Sterling Bank backs out of Keystone Bank purchase
Nigeria’s Sterling Bank has ended talks to buy rival Keystone Bank after finding it an unsuitable fit.
The bank was now raising funds as it considered other acquisitions, its chief finance officer (CFO), has said
In an interview with Reuters, Abubakar Suleiman, the CFO, said: “We reviewed Keystone Bank and concluded the strategic fit was not strong enough. We will continue to evaluate all the options. As new candidates come into the market, we will also review them.”
Sterling Bank had disclosed in February that it was aiming to buy one or two mid-sized lenders as sharp falls in the value of the naira and increased regulatory pressure forced banks to recapitalise.
The Managing Director (MD)/Chief Executive Officer of Sterling Bank, Mr Adeyemi Razack Adeola, said: “I think if opportunities arise for banks to pursue further consolidation, we could see two or three. I also know that two or three international banks are interested in pursuing acquisition in Nigeria and they are indeed having discussions already.

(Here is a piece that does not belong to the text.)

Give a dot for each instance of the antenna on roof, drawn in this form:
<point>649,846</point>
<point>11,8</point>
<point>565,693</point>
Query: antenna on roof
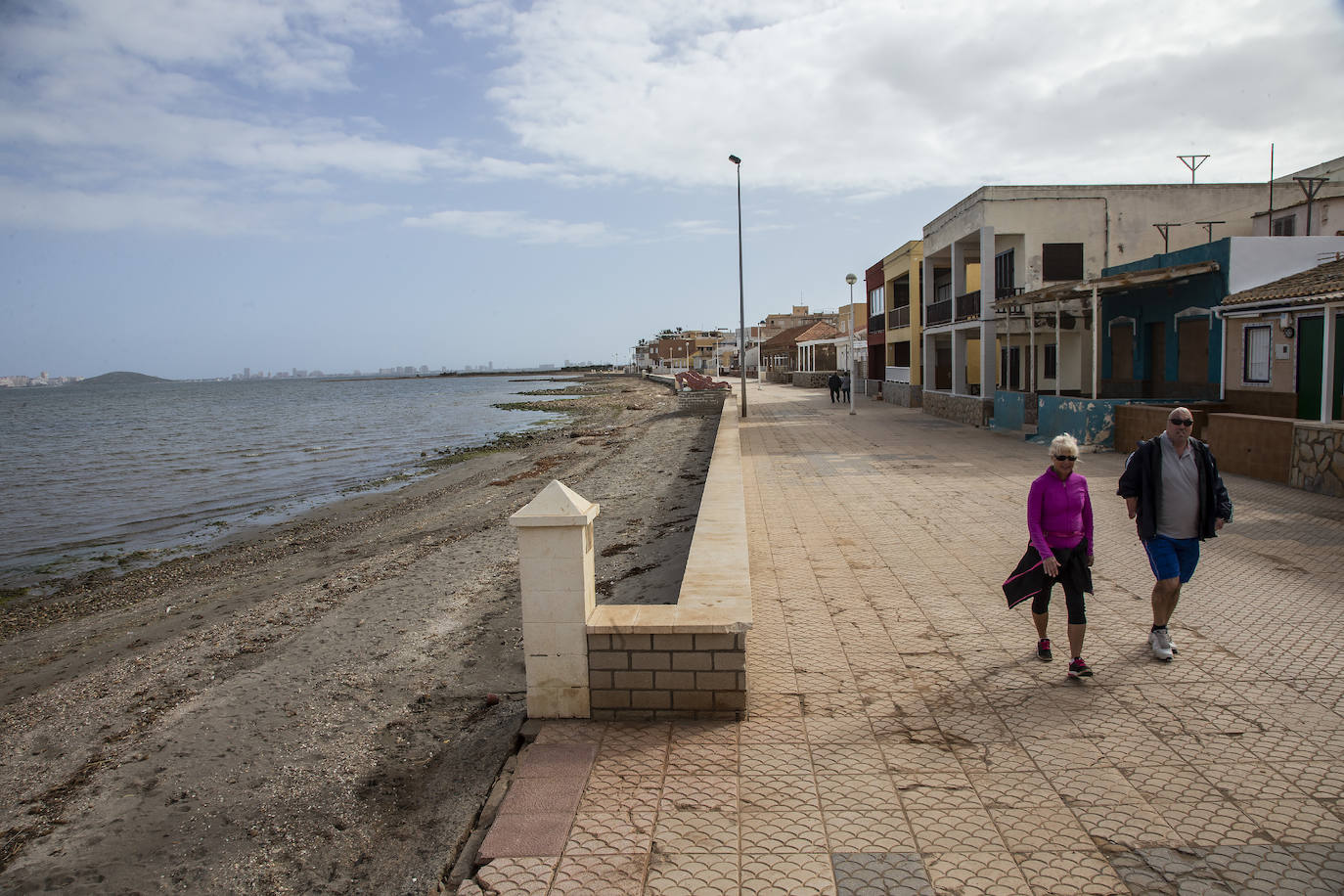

“So you could see combination of one or two international banks taking over one or two Nigerian banks or merging with them. Nothing also stops two, three banks from having merger discussions in 2016 from the look of thing.”
Keystone Bank was the last of Nigeria’s nationalised lenders, which state-backed “bad bank” AMCON sought to sell.
Suleiman said that Sterling’s strategic plan was to acquire a rival in Nigeria, adding that any move was likely to come after studying the impact of last month’s 30 percent fall in the value of the naira.